Hay silenciosa y gallarda presencia. Prestante presencia. ¿Intimidatoria? Sí,
ya lo creo. Arrolladora. Como trompetas sobre las murallas de Jericó. Es la
gramática de la luz y su poder. Y la Luz se expande y alcanza el corazón de
Zaqueo y éste entonces describe lo que esta luz acaba de realizar y
transformar. Esta Luz no mueve meramente a prolijos “propósitos de enmienda”.
Zaqueo no se va en mil promesas. Todos los tiempos verbales no están en futuro
sino en presente. Como cuando uno dice “estoy yendo” en vez de “voy a ir”. “Estoy
danto la mitad de mis bienes a los pobres”… Ni lo dice como un proyecto futuro
ni como consumado pasado, como aquel engreído fariseo que le enumera a Dios
todo lo bueno que hace… Ni futuro ni pasado: Zaqueo describe esto como un ciego
dice: ¡veo!, como un lisiado exclama: ¡estoy caminando!, como un leproso
prorrumpe, asombrado, en: ¡estoy curado, mi carne está blanca como la lana,
como la nieve!

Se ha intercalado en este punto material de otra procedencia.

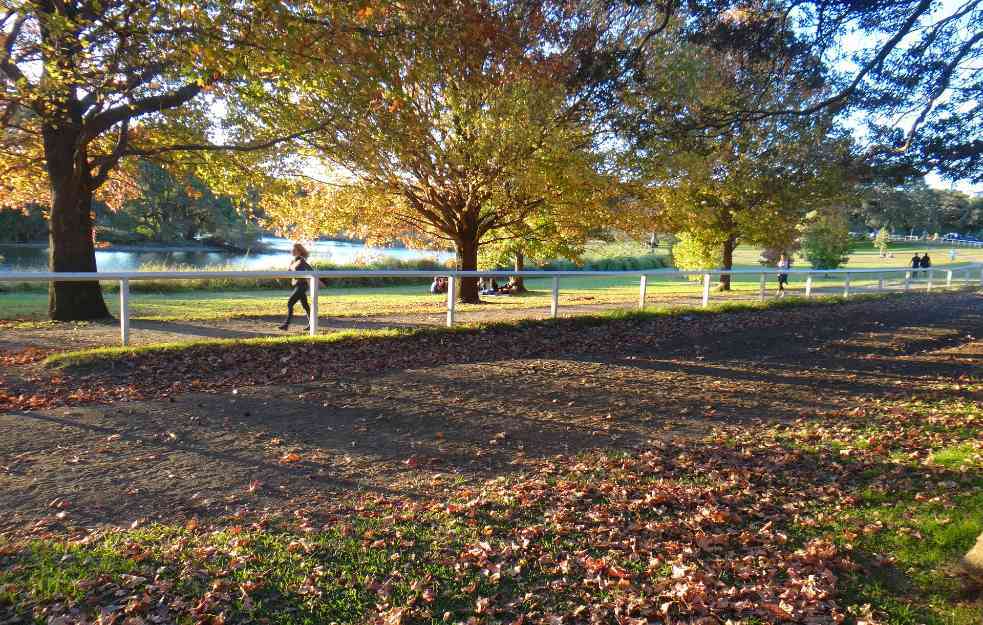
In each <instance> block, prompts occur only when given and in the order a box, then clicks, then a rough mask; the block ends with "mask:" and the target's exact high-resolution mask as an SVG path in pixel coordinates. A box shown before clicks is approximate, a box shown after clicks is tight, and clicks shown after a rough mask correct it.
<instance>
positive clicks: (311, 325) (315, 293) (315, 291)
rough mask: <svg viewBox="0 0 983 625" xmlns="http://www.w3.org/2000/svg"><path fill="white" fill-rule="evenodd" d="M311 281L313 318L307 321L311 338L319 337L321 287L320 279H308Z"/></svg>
mask: <svg viewBox="0 0 983 625" xmlns="http://www.w3.org/2000/svg"><path fill="white" fill-rule="evenodd" d="M308 280H310V281H311V288H310V289H309V290H310V292H311V318H310V319H308V320H307V333H308V334H310V335H311V336H317V295H318V290H319V289H318V287H319V286H321V281H320V279H319V278H318V277H317V276H316V275H314V276H311V277H310V278H308Z"/></svg>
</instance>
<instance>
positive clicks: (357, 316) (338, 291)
mask: <svg viewBox="0 0 983 625" xmlns="http://www.w3.org/2000/svg"><path fill="white" fill-rule="evenodd" d="M526 284H527V287H528V289H529V292H528V293H526V294H523V295H519V296H507V297H486V298H484V299H485V300H486V303H485V304H482V305H469V304H463V305H459V306H458V310H459V311H461V312H474V311H484V312H488V311H494V310H527V309H533V308H539V309H543V308H549V305H550V298H551V295H550V289H551V280H550V279H548V278H542V279H540V278H534V279H529V280H527V281H526ZM813 284H814V288H815V289H817V290H820V289H823V288H830V289H831V290H832V289H836V290H837V291H838V290H839V289H840V288H842V278H837V279H834V280H827V279H821V278H818V279H816V280H814V283H813ZM876 284H877V276H871V277H865V278H864V279H857V278H856V277H855V278H854V279H853V280H852V281H851V285H852V288H853V289H854V290H855V291H862V290H863V289H864V288H872V287H873V286H875V285H876ZM767 287H768V291H767V295H768V296H772V295H774V292H775V279H774V277H773V276H772V277H769V281H768V285H767ZM758 288H759V278H758V276H736V277H735V280H734V281H733V289H734V290H733V291H732V292H730V293H721V292H717V291H715V292H714V293H713V294H712V295H711V301H715V300H716V301H719V300H725V301H726V300H727V299H736V298H741V297H744V298H746V297H747V296H749V295H752V294H756V293H757V291H758ZM789 288H790V289H791V291H790V292H791V293H792V294H795V293H802V292H803V288H804V278H800V277H797V276H795V275H793V276H791V281H790V286H789ZM922 288H923V287H922ZM701 291H702V289H701V286H700V284H699V283H695V282H690V281H686V280H679V279H668V278H660V277H652V278H650V279H649V281H648V287H647V294H648V297H649V298H651V299H653V300H654V299H657V298H677V297H690V298H696V297H699V296H700V294H701ZM288 293H289V291H288V290H287V289H284V290H282V291H275V290H270V289H258V290H233V291H210V290H203V291H183V292H167V293H133V294H131V296H130V306H131V316H132V317H133V318H139V319H147V320H154V321H175V320H217V319H229V318H235V317H269V316H279V315H282V314H283V312H284V306H285V302H286V298H287V295H288ZM637 301H638V278H635V277H620V276H615V277H607V276H602V277H588V276H573V277H564V278H563V279H562V280H561V283H560V306H561V308H564V307H570V306H583V305H624V306H632V305H634V304H635V303H636V302H637ZM106 303H107V305H108V307H109V310H110V312H111V313H112V314H114V315H118V309H119V298H118V297H113V296H107V297H106ZM318 308H319V310H320V312H321V314H322V315H324V316H328V317H363V316H376V315H412V314H440V313H442V312H443V311H444V310H445V309H446V297H445V296H442V295H430V294H429V293H427V292H426V287H425V285H397V286H381V287H346V288H332V289H326V290H323V291H321V295H320V297H319V307H318ZM46 311H47V294H46V293H43V292H30V291H28V292H24V291H11V292H0V319H8V320H40V319H43V318H44V317H45V315H46Z"/></svg>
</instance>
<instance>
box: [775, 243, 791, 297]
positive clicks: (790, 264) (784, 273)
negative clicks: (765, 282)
mask: <svg viewBox="0 0 983 625" xmlns="http://www.w3.org/2000/svg"><path fill="white" fill-rule="evenodd" d="M791 266H792V261H791V260H789V258H788V256H786V255H785V254H784V253H783V254H782V255H781V256H779V257H778V297H785V285H786V284H788V270H789V267H791Z"/></svg>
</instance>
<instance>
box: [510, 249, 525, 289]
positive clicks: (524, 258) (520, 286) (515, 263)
mask: <svg viewBox="0 0 983 625" xmlns="http://www.w3.org/2000/svg"><path fill="white" fill-rule="evenodd" d="M525 268H526V255H525V254H523V253H522V252H521V251H519V252H516V253H515V270H516V271H522V270H523V269H525ZM513 284H515V292H516V293H525V292H526V281H525V280H524V279H523V278H522V276H515V282H514V283H513Z"/></svg>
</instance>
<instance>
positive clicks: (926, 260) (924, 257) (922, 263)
mask: <svg viewBox="0 0 983 625" xmlns="http://www.w3.org/2000/svg"><path fill="white" fill-rule="evenodd" d="M920 264H921V267H922V269H928V268H929V267H931V266H932V259H931V258H929V257H928V252H925V254H924V255H923V256H922V260H921V263H920Z"/></svg>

Es Cristo que salva. He sido alcanzado por el “hoy” de la Luz de
Cristo.
Hoy en boca del Señor es de las palabras
más bellas y eufónicas del Evangelio. No hay muchos hoy; son tres: en la
sinagoga de Nazaret, en el Calvario… y entre una y otra escena, este hoy en la
casa de Zaqueo. La verticalidad del hoy es vertiginoso. Es lo que le otorga
vida y brío a nuestra Fe. Y a esa verticalidad del hoy de Cristo corresponden
el hoy de nuestras obras. Que no brotan de nuestro hoy sino del Suyo. Como dice
tan bien la Carta de Santiago –tantas veces distorsionada-: las obras son la
manifestación de la Fe, no su respuesta.
Sólo el hoy –como dice Lewis- vincula
el tiempo a la eternidad: el pasado y el futuro son el ámbito del enemigo, que
intenta que nos quedemos allí: o revolviendo el pasado o proyectando el futuro.

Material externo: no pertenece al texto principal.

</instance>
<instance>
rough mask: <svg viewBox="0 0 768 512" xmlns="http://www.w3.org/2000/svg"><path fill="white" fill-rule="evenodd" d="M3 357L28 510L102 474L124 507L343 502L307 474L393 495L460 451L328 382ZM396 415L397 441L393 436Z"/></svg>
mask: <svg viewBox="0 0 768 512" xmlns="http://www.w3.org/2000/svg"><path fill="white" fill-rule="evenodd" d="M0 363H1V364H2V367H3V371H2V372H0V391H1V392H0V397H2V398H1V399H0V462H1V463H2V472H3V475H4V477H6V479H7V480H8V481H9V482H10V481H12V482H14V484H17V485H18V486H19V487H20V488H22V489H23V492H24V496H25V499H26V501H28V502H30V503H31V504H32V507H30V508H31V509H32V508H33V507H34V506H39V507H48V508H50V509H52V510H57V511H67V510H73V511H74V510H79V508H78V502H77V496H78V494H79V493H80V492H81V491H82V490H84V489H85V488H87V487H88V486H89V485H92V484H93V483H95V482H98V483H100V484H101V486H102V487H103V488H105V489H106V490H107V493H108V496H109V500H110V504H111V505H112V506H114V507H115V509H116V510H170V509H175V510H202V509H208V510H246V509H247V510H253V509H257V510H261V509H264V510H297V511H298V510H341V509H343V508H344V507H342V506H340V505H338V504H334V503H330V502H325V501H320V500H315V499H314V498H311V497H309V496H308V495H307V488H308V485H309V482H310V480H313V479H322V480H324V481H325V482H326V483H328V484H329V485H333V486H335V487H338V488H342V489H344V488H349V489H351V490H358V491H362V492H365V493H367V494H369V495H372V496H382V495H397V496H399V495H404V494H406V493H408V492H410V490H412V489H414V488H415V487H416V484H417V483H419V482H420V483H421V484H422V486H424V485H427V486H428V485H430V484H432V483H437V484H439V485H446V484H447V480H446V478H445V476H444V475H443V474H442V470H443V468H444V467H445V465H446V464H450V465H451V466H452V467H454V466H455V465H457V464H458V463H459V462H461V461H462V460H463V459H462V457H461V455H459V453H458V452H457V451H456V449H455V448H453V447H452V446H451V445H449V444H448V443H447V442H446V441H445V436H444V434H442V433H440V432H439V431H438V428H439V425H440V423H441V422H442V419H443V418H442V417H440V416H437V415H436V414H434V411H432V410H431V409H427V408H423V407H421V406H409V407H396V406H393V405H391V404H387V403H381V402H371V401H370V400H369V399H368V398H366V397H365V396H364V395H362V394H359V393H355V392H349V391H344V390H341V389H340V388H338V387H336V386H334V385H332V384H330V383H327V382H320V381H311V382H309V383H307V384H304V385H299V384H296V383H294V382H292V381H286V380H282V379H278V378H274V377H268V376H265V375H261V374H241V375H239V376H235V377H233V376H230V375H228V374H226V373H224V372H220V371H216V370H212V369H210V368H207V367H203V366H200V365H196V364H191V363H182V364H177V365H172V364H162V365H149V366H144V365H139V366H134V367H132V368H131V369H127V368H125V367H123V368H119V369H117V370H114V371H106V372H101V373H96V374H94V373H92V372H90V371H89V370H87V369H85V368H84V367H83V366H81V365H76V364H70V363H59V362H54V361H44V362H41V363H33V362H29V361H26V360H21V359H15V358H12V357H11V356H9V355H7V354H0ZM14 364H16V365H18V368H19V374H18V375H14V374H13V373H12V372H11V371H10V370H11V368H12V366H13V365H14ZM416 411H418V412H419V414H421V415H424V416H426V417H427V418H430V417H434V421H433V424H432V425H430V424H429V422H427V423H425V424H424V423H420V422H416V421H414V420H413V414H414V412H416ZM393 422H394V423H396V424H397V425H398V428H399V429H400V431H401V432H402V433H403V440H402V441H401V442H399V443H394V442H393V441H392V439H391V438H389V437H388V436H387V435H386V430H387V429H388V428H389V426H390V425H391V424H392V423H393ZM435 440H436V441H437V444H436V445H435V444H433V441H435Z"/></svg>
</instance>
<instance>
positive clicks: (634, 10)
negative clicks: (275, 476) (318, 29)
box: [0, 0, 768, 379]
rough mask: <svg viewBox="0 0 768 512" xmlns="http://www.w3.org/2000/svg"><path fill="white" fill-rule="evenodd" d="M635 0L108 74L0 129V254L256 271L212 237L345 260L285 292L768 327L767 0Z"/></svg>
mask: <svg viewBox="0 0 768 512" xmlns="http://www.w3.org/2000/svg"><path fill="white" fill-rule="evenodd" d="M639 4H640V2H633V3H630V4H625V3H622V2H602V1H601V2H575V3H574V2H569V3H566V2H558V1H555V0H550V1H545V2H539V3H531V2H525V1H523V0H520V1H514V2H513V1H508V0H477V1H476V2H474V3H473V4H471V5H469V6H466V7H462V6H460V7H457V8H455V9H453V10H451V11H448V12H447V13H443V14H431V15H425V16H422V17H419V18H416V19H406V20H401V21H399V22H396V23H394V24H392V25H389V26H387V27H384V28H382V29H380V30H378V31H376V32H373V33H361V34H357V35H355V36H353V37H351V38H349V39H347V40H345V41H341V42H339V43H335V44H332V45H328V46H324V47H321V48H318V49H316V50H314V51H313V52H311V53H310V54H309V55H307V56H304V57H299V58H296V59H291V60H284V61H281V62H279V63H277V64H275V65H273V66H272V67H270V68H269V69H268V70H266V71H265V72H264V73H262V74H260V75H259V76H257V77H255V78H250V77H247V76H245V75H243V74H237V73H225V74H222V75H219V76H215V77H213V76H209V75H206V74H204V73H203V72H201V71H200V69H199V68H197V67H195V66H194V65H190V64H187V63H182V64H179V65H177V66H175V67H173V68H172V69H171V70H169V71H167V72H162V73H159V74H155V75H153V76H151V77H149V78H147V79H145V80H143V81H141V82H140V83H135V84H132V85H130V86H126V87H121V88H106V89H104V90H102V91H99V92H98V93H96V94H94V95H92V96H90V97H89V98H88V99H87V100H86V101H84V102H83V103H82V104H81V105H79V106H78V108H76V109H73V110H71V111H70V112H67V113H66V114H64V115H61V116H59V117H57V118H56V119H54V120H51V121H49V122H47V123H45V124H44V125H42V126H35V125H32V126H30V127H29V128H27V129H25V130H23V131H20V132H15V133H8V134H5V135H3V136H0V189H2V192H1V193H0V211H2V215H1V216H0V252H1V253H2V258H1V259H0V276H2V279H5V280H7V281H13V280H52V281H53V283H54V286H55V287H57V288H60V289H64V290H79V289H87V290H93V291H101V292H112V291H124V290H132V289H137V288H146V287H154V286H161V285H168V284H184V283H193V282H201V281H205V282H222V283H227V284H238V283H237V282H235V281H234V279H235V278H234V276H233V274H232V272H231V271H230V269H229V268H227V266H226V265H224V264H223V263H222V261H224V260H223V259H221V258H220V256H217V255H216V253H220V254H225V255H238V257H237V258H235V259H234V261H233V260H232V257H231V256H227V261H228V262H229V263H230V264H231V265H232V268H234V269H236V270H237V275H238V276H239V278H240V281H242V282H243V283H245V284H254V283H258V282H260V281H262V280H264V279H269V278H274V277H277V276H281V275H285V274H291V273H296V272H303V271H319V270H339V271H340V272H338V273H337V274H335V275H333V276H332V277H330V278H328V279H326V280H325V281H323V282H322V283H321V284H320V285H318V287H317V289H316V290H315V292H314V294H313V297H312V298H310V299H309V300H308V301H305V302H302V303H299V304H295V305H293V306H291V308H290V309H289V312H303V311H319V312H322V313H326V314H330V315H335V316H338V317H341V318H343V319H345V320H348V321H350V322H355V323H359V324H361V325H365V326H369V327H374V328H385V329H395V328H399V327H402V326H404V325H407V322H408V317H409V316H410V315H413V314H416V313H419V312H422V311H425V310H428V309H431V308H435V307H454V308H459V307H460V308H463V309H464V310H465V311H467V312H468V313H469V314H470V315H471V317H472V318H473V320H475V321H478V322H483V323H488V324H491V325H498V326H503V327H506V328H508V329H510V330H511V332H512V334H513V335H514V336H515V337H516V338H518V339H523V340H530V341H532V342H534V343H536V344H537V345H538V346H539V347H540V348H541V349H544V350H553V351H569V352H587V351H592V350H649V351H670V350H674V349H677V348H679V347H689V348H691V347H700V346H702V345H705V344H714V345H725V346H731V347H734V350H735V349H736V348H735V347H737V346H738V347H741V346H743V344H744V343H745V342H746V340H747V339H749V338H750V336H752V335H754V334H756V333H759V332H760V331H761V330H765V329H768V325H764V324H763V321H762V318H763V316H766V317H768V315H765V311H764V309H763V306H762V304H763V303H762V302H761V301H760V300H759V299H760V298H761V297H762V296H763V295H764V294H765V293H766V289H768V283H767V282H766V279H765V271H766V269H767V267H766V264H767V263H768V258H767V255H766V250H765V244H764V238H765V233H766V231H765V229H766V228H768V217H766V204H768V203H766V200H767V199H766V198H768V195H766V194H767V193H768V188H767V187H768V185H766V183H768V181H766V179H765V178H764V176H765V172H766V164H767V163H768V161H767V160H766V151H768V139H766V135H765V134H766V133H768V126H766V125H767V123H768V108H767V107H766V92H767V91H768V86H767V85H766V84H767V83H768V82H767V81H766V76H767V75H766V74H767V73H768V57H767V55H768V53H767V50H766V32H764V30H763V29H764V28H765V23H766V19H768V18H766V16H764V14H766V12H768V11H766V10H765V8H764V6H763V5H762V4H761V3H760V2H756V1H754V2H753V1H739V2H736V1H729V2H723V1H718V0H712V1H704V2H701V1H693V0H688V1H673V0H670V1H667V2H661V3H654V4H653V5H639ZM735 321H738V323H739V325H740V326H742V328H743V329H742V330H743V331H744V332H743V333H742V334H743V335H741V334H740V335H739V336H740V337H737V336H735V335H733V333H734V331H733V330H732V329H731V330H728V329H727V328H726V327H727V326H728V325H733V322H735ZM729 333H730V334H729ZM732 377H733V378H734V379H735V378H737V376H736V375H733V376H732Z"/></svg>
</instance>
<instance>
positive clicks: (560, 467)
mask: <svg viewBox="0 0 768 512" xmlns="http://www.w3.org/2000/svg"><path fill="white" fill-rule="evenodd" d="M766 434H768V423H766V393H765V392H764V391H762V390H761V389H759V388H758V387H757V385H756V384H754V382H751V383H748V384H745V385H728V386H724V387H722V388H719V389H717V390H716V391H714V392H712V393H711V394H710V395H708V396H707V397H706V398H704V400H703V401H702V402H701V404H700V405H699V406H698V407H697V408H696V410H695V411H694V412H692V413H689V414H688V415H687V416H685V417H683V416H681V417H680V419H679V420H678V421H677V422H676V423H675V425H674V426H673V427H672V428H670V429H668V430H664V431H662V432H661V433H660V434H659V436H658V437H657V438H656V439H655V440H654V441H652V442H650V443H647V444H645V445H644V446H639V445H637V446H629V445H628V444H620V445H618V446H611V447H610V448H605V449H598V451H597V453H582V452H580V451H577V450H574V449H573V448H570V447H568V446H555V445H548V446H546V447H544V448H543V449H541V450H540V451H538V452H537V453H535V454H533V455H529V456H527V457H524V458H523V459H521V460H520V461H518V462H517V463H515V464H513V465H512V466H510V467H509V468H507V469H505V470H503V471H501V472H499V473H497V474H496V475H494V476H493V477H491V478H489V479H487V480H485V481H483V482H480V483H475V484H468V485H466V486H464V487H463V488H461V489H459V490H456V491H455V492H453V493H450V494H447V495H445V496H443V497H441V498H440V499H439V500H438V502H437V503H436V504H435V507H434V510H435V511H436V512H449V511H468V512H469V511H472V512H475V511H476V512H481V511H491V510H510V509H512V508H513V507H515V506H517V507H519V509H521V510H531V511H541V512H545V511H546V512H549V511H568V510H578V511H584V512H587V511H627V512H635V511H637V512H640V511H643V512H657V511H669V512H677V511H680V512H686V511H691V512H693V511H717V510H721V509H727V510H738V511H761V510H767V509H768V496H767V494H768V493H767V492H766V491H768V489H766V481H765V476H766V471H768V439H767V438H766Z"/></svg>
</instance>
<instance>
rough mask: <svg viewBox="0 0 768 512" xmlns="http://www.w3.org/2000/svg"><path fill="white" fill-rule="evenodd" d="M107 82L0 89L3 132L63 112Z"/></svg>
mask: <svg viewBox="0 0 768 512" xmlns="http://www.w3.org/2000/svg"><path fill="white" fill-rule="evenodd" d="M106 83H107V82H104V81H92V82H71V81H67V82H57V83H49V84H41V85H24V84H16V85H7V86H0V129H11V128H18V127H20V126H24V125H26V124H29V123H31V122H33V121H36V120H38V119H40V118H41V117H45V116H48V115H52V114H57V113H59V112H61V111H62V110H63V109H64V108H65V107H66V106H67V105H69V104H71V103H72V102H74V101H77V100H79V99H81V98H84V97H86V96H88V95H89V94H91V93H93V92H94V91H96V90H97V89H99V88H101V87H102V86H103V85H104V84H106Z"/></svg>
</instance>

El cristianismo es un encuentro
transformante con el Señor. Sólo nos atañe sacar la cabeza, apenas, por encima
de la masa, de la moda, de lo políticamente correcto, del mainstream…
para ver que me está mirando. Lo demás, corre por su cuenta. Y no falla.
Crece la inmensa luna en Jericó,
plateando los tejados de la casa de Zaqueo, como la luz de la Iglesia alcanza
los nuestros. Mientras tanto, el Sol sin ocaso, Jesucristo, baña con sus
cálidos rayos los interiores. Y nos salva.
Diego de Jesús
Monasterio del Cristo Orante, Mendoza.